SEO Black Hat and Markus Frind beat comScore's Google clarification

Link to SEO Black Hat and Markus Frind beat comScore's Google clarification

On Tuesday, Google's stock price fell some more, apparently due to a comScore report that paid clicks were down. Henry Blodget of Silicon Alley Insider (who has been bearish on the overall economy and on Google for awhile) covers the news -- including a quote from a comScore skeptic. (We've also noted problems with comScore and all measuring services in the past.)

On Friday, comScore weighed in on their blog.
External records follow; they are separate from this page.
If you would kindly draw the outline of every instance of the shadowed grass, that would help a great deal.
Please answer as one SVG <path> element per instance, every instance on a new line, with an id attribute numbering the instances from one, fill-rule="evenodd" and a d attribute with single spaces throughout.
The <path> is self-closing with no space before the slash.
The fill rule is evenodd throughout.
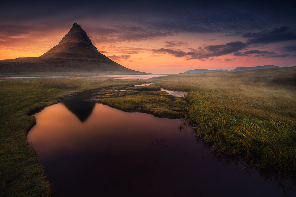
<path id="1" fill-rule="evenodd" d="M 51 195 L 43 167 L 27 141 L 36 123 L 27 115 L 88 90 L 143 82 L 104 77 L 0 79 L 0 196 Z"/>
<path id="2" fill-rule="evenodd" d="M 94 94 L 91 100 L 124 111 L 148 113 L 158 117 L 181 118 L 186 105 L 183 99 L 171 96 L 163 91 L 145 91 L 160 89 L 159 87 L 152 86 L 127 87 L 136 90 L 125 91 L 104 89 Z"/>
<path id="3" fill-rule="evenodd" d="M 296 67 L 166 76 L 155 85 L 190 90 L 186 121 L 217 154 L 295 175 Z"/>
<path id="4" fill-rule="evenodd" d="M 269 77 L 279 79 L 275 83 L 260 82 Z M 295 67 L 186 73 L 144 80 L 0 79 L 0 196 L 51 195 L 50 184 L 26 141 L 36 121 L 27 115 L 99 88 L 105 89 L 94 95 L 97 102 L 162 117 L 178 117 L 184 112 L 197 133 L 212 144 L 217 154 L 240 156 L 248 164 L 295 174 Z M 147 83 L 153 84 L 131 87 Z M 159 87 L 189 92 L 184 100 L 169 96 Z"/>

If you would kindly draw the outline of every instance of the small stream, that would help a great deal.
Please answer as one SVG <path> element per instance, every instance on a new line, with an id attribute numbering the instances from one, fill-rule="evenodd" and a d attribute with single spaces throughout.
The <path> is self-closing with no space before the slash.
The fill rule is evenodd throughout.
<path id="1" fill-rule="evenodd" d="M 46 108 L 28 140 L 54 196 L 282 196 L 276 184 L 218 158 L 180 120 L 87 102 Z"/>

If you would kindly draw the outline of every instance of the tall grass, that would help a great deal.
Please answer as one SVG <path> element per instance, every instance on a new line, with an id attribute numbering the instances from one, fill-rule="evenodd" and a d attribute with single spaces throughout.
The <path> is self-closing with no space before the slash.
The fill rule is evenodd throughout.
<path id="1" fill-rule="evenodd" d="M 276 83 L 260 82 L 276 77 Z M 296 67 L 184 74 L 155 84 L 190 91 L 186 121 L 218 154 L 295 175 Z"/>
Their data showed a clear decline in ad coverage during the first 4 months of 2007 which "clearly cannot be traced to a weak economy":

And, despite this decline, Google managed to grow its worldwide search revenue by 68% in 2007. (The company does not separately report U.S. search revenues.) The revenue growth was achieved through a 21% increase in revenue per paid click.
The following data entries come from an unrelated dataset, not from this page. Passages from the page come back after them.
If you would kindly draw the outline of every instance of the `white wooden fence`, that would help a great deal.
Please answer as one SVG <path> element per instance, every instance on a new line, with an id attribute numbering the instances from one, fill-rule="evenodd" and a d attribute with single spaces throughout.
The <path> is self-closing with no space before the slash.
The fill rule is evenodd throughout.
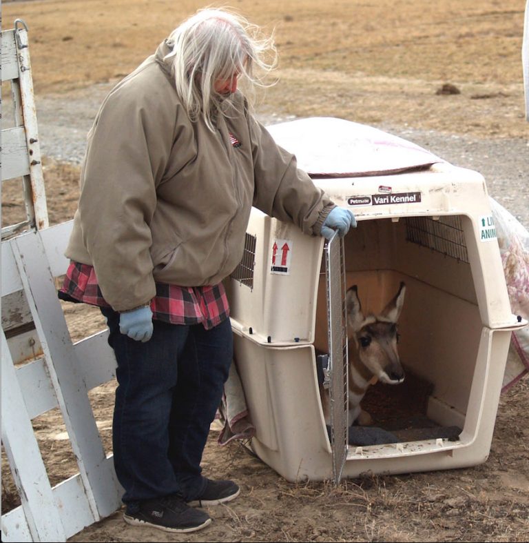
<path id="1" fill-rule="evenodd" d="M 2 229 L 1 439 L 21 505 L 2 515 L 1 540 L 60 542 L 121 506 L 123 491 L 88 397 L 113 378 L 116 360 L 107 330 L 72 342 L 54 281 L 68 265 L 72 223 L 48 227 L 23 21 L 2 32 L 1 48 L 15 119 L 2 130 L 2 181 L 22 177 L 27 210 L 25 221 Z M 57 407 L 79 473 L 52 488 L 32 420 Z"/>

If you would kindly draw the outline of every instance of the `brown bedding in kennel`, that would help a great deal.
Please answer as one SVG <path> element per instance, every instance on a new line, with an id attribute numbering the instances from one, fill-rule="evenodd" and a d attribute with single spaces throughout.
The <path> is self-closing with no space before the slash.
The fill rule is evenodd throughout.
<path id="1" fill-rule="evenodd" d="M 426 417 L 428 398 L 433 391 L 431 383 L 406 371 L 406 379 L 400 385 L 377 382 L 370 386 L 362 406 L 373 417 L 373 426 L 390 432 L 397 442 L 439 437 L 455 441 L 460 428 L 442 426 Z"/>

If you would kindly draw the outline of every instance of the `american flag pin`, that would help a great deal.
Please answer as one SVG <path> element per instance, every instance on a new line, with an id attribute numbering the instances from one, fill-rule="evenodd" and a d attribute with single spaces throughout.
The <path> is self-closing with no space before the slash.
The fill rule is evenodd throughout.
<path id="1" fill-rule="evenodd" d="M 234 147 L 240 147 L 240 141 L 231 132 L 229 132 L 229 141 Z"/>

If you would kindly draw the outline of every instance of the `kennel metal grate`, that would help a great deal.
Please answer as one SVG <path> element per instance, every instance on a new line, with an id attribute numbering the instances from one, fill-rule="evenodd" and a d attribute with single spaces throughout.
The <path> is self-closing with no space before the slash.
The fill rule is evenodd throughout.
<path id="1" fill-rule="evenodd" d="M 469 262 L 461 217 L 458 215 L 436 219 L 429 217 L 407 217 L 406 239 L 458 261 Z"/>
<path id="2" fill-rule="evenodd" d="M 349 428 L 348 353 L 345 297 L 345 250 L 343 239 L 335 234 L 325 246 L 329 323 L 331 446 L 335 484 L 342 477 L 347 457 Z"/>
<path id="3" fill-rule="evenodd" d="M 237 267 L 231 272 L 230 277 L 239 283 L 253 289 L 253 270 L 256 266 L 256 247 L 257 236 L 246 233 L 242 258 Z"/>

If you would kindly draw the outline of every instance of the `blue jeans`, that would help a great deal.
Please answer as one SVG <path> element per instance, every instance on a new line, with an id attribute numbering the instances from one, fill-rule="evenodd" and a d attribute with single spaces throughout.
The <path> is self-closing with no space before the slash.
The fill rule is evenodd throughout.
<path id="1" fill-rule="evenodd" d="M 119 313 L 101 313 L 118 362 L 112 440 L 123 502 L 170 494 L 196 499 L 200 462 L 233 355 L 229 319 L 211 330 L 154 321 L 145 343 L 119 331 Z"/>

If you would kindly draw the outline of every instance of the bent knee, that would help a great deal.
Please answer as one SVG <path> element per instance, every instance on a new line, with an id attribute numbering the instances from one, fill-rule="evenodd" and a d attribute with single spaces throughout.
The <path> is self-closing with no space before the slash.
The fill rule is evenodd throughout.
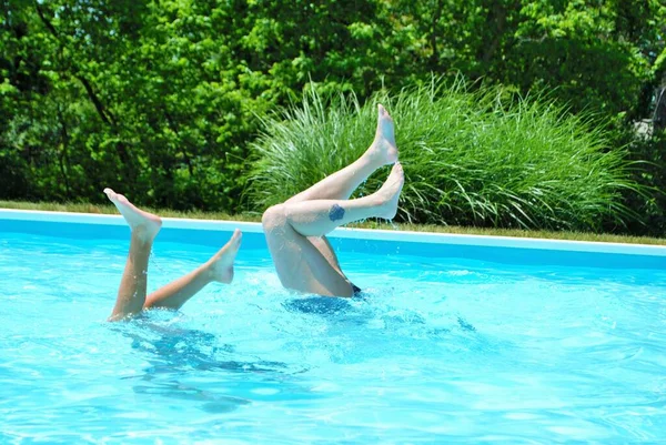
<path id="1" fill-rule="evenodd" d="M 286 224 L 286 212 L 284 204 L 272 205 L 261 216 L 264 231 L 283 226 Z"/>

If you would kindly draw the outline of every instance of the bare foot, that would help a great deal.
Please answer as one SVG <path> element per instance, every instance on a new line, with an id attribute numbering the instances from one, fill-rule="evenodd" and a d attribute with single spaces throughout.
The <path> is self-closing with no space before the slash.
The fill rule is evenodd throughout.
<path id="1" fill-rule="evenodd" d="M 377 131 L 372 145 L 365 153 L 380 165 L 393 164 L 397 161 L 393 118 L 381 104 L 377 105 Z"/>
<path id="2" fill-rule="evenodd" d="M 381 200 L 381 208 L 377 213 L 379 218 L 386 220 L 393 220 L 397 213 L 397 200 L 400 199 L 400 192 L 405 183 L 405 173 L 402 164 L 396 162 L 391 169 L 391 173 L 384 182 L 384 185 L 375 192 L 377 198 Z"/>
<path id="3" fill-rule="evenodd" d="M 128 201 L 122 194 L 115 193 L 111 189 L 104 189 L 104 193 L 109 196 L 109 200 L 115 204 L 118 211 L 125 219 L 127 223 L 132 229 L 132 233 L 139 236 L 143 242 L 152 241 L 160 229 L 162 227 L 162 220 L 158 215 L 148 213 L 138 209 Z"/>
<path id="4" fill-rule="evenodd" d="M 241 246 L 242 237 L 243 234 L 236 229 L 231 239 L 224 244 L 224 247 L 220 249 L 220 252 L 209 260 L 208 267 L 214 281 L 226 284 L 233 281 L 233 262 Z"/>

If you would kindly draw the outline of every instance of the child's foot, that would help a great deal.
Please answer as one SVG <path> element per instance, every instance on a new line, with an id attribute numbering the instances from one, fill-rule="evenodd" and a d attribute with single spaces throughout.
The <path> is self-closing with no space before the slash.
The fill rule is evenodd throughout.
<path id="1" fill-rule="evenodd" d="M 122 194 L 118 194 L 111 189 L 104 189 L 104 193 L 107 193 L 109 200 L 125 219 L 132 230 L 132 234 L 139 236 L 143 242 L 152 241 L 155 237 L 162 227 L 162 220 L 160 216 L 142 211 L 134 206 L 134 204 L 128 201 Z"/>
<path id="2" fill-rule="evenodd" d="M 375 192 L 381 200 L 381 208 L 377 214 L 379 218 L 393 220 L 397 213 L 397 200 L 400 199 L 400 192 L 402 191 L 404 183 L 405 173 L 402 164 L 396 162 L 395 165 L 393 165 L 386 182 L 384 182 L 384 185 Z"/>
<path id="3" fill-rule="evenodd" d="M 242 237 L 241 231 L 236 229 L 224 247 L 209 260 L 209 270 L 214 281 L 226 284 L 233 281 L 233 262 L 241 246 Z"/>
<path id="4" fill-rule="evenodd" d="M 397 146 L 395 145 L 395 131 L 393 118 L 381 104 L 377 105 L 377 130 L 372 145 L 365 152 L 380 166 L 393 164 L 397 161 Z"/>

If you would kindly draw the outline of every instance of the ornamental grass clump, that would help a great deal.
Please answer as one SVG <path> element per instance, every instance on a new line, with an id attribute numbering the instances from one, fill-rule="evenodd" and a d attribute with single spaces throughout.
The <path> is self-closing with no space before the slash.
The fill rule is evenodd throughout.
<path id="1" fill-rule="evenodd" d="M 629 180 L 625 151 L 608 149 L 589 115 L 553 101 L 516 99 L 502 89 L 471 91 L 442 81 L 365 104 L 355 97 L 302 104 L 264 121 L 249 198 L 261 211 L 351 163 L 373 140 L 376 103 L 395 121 L 405 186 L 398 221 L 495 227 L 599 230 L 635 215 L 623 205 Z M 382 169 L 355 193 L 370 194 Z"/>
Read the whole thing for additional details on how the various factors may balance out.


Now let's back up a bit. On Wednesday, blogger SEO Black Hat posted: The Real Story: Why ComScore’s Google Clicks are Flat. Once you get beyond his fanciful setup, you get some hard data from a Jan. 4th post by Markus Frind (CEO of PlentyOfFish.com):

The CTR on text ads declined about 60% in the last 2 months with googles changes, Image ads on the other hand stayed the same.
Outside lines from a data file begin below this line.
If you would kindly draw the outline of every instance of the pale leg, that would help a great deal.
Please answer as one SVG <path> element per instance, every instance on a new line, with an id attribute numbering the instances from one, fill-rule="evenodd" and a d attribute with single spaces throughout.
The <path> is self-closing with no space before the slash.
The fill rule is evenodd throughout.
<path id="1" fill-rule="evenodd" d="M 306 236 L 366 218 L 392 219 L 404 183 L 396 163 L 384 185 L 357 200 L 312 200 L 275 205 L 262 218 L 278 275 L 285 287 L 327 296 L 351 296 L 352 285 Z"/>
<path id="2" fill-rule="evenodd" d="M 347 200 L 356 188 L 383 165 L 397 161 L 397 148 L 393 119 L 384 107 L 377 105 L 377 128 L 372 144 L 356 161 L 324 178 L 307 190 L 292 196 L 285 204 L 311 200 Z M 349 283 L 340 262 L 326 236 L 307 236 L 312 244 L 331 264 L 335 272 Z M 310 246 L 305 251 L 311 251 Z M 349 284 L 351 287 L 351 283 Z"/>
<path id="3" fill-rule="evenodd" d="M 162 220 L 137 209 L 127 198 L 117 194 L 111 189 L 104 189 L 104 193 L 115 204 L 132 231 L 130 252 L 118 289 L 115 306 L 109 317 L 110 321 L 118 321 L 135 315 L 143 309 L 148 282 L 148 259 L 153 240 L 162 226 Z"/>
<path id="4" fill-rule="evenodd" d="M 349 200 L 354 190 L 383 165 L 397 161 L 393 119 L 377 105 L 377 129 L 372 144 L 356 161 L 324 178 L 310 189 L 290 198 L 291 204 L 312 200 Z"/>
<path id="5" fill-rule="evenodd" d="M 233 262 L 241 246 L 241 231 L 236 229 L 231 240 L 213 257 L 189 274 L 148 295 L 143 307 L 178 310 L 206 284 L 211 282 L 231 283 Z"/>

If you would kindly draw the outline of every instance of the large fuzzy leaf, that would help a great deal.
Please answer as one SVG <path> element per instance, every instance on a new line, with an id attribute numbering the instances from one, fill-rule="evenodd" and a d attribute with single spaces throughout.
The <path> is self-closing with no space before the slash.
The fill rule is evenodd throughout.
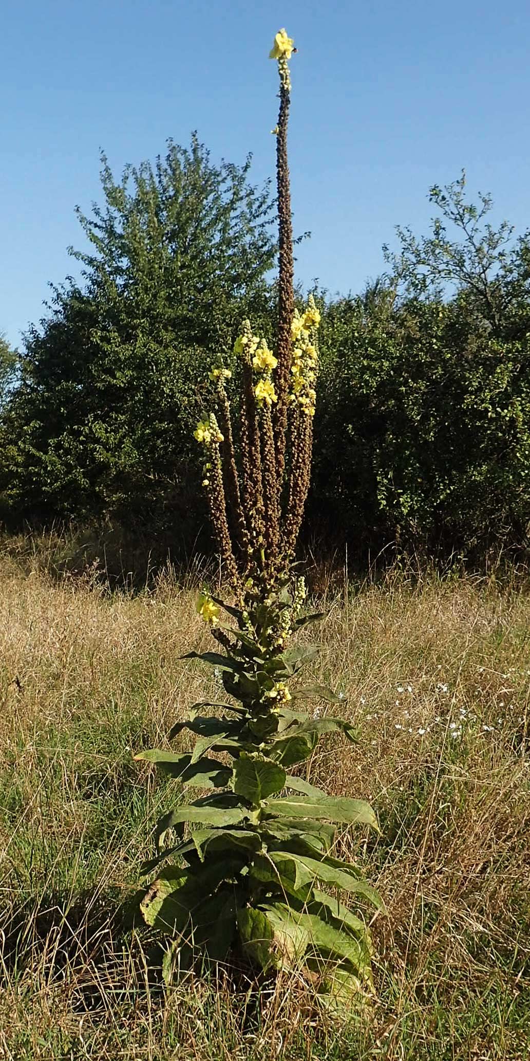
<path id="1" fill-rule="evenodd" d="M 282 660 L 288 674 L 296 674 L 305 663 L 314 660 L 316 656 L 318 656 L 316 645 L 302 645 L 299 648 L 289 648 L 288 651 L 282 653 L 279 659 Z"/>
<path id="2" fill-rule="evenodd" d="M 355 917 L 355 914 L 352 914 L 338 899 L 315 888 L 308 912 L 317 914 L 322 921 L 331 920 L 335 927 L 356 936 L 366 946 L 367 956 L 370 955 L 370 936 L 365 922 Z"/>
<path id="3" fill-rule="evenodd" d="M 223 863 L 210 864 L 199 873 L 184 872 L 177 866 L 169 866 L 147 890 L 140 909 L 146 924 L 164 933 L 175 932 L 191 935 L 200 929 L 205 939 L 205 919 L 200 917 L 201 904 L 215 893 L 219 884 L 237 875 L 242 859 L 227 858 Z M 217 914 L 219 903 L 217 901 Z M 211 908 L 210 923 L 215 920 Z M 197 942 L 200 942 L 197 939 Z"/>
<path id="4" fill-rule="evenodd" d="M 288 773 L 285 778 L 285 787 L 296 793 L 302 793 L 304 796 L 316 796 L 318 799 L 321 796 L 325 796 L 322 788 L 317 788 L 316 785 L 311 785 L 304 778 L 296 778 L 292 773 Z"/>
<path id="5" fill-rule="evenodd" d="M 285 770 L 263 755 L 243 752 L 234 763 L 233 790 L 249 803 L 261 803 L 285 785 Z"/>
<path id="6" fill-rule="evenodd" d="M 343 824 L 371 825 L 377 829 L 377 819 L 369 803 L 361 799 L 347 797 L 282 796 L 267 800 L 267 810 L 273 815 L 290 818 L 323 818 L 328 821 L 338 821 Z"/>
<path id="7" fill-rule="evenodd" d="M 325 619 L 325 611 L 314 611 L 311 615 L 302 615 L 297 619 L 295 629 L 299 630 L 301 626 L 307 626 L 308 623 L 319 623 L 322 619 Z"/>
<path id="8" fill-rule="evenodd" d="M 311 870 L 294 855 L 283 851 L 267 851 L 266 854 L 254 855 L 249 873 L 254 881 L 263 884 L 271 882 L 289 892 L 300 892 L 301 889 L 305 889 L 305 894 L 307 894 L 306 885 L 311 886 L 315 881 L 315 874 Z"/>
<path id="9" fill-rule="evenodd" d="M 299 729 L 298 733 L 316 733 L 320 736 L 321 733 L 343 733 L 352 744 L 357 743 L 357 735 L 350 723 L 344 721 L 342 718 L 311 718 L 308 721 L 303 723 Z"/>
<path id="10" fill-rule="evenodd" d="M 202 660 L 202 663 L 210 663 L 217 666 L 219 671 L 232 671 L 234 674 L 241 669 L 241 664 L 231 659 L 230 656 L 222 656 L 220 653 L 186 653 L 179 656 L 181 660 Z"/>
<path id="11" fill-rule="evenodd" d="M 240 721 L 235 718 L 215 718 L 213 715 L 191 715 L 190 718 L 184 718 L 181 723 L 175 723 L 169 735 L 170 741 L 173 741 L 182 730 L 189 729 L 192 733 L 200 737 L 218 736 L 227 732 L 238 733 L 242 727 L 243 720 Z"/>
<path id="12" fill-rule="evenodd" d="M 222 730 L 220 733 L 213 733 L 210 734 L 210 736 L 199 737 L 198 741 L 195 742 L 191 762 L 193 764 L 198 763 L 205 751 L 208 751 L 210 748 L 217 748 L 218 745 L 229 738 L 229 735 L 228 730 Z"/>
<path id="13" fill-rule="evenodd" d="M 178 754 L 155 748 L 140 752 L 135 759 L 155 763 L 162 773 L 178 778 L 183 785 L 196 785 L 197 788 L 224 788 L 232 776 L 230 767 L 224 766 L 217 760 L 204 758 L 194 763 L 189 753 Z"/>
<path id="14" fill-rule="evenodd" d="M 267 842 L 272 849 L 282 845 L 282 850 L 296 852 L 298 852 L 298 841 L 305 842 L 320 852 L 330 851 L 336 834 L 334 825 L 311 818 L 303 820 L 299 818 L 268 818 L 266 828 L 266 835 L 270 837 Z"/>
<path id="15" fill-rule="evenodd" d="M 243 623 L 243 612 L 241 608 L 234 608 L 231 604 L 226 604 L 225 601 L 220 599 L 220 597 L 212 596 L 212 601 L 214 602 L 214 604 L 218 604 L 219 608 L 223 608 L 226 611 L 227 615 L 231 615 L 232 619 L 235 619 L 237 623 Z M 234 633 L 236 631 L 234 631 Z"/>
<path id="16" fill-rule="evenodd" d="M 296 925 L 305 933 L 306 945 L 323 955 L 347 961 L 361 975 L 367 969 L 367 954 L 363 944 L 349 933 L 341 932 L 316 914 L 294 910 L 284 903 L 262 904 L 267 919 L 273 924 Z"/>
<path id="17" fill-rule="evenodd" d="M 248 818 L 248 811 L 243 806 L 201 806 L 197 803 L 184 803 L 171 813 L 171 827 L 179 822 L 202 822 L 205 825 L 238 825 Z"/>
<path id="18" fill-rule="evenodd" d="M 271 946 L 275 933 L 265 914 L 244 906 L 236 912 L 236 922 L 243 954 L 251 964 L 265 972 L 277 966 L 278 957 Z"/>
<path id="19" fill-rule="evenodd" d="M 341 863 L 337 866 L 335 864 L 336 859 L 332 862 L 324 857 L 320 860 L 307 855 L 290 854 L 283 851 L 270 851 L 268 855 L 270 860 L 278 867 L 282 876 L 285 876 L 293 883 L 295 880 L 301 882 L 299 887 L 302 884 L 315 884 L 317 881 L 322 881 L 324 884 L 331 884 L 333 887 L 341 888 L 343 891 L 351 891 L 363 895 L 376 909 L 384 909 L 384 904 L 379 895 L 371 885 L 359 876 L 356 866 L 351 866 L 349 863 Z M 295 887 L 297 887 L 296 884 Z"/>
<path id="20" fill-rule="evenodd" d="M 292 733 L 289 731 L 285 736 L 279 737 L 270 745 L 268 754 L 270 759 L 281 763 L 284 767 L 296 766 L 297 763 L 303 763 L 311 755 L 317 743 L 318 733 L 299 733 L 296 730 Z"/>
<path id="21" fill-rule="evenodd" d="M 192 832 L 192 841 L 201 862 L 205 856 L 224 854 L 227 851 L 249 855 L 262 847 L 262 837 L 258 832 L 244 829 L 198 829 Z"/>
(Obviously the 60% applies to Google ads on PlentyOfFish, not on Google search results or elsewhere.)

Black Hat concludes:

Adsense works in a Quasi-market place environment. The market will bid up the cost per click once the adjustment for accidental clicks is readjusted. Right now, marketers should be getting a better value per click as a higher percentage of the clicks are “real” or intentional. That will lead to higher bids per click and ultimately should be close to a break even for GOOGs bottom line.
...
[The] real story is that Online Advertising Spending will continue to grow at about 30% per year for at least the next 3 years and GOOG is poised to take a disproportionate amount of that growth even if nothing else they do is even marginally successful.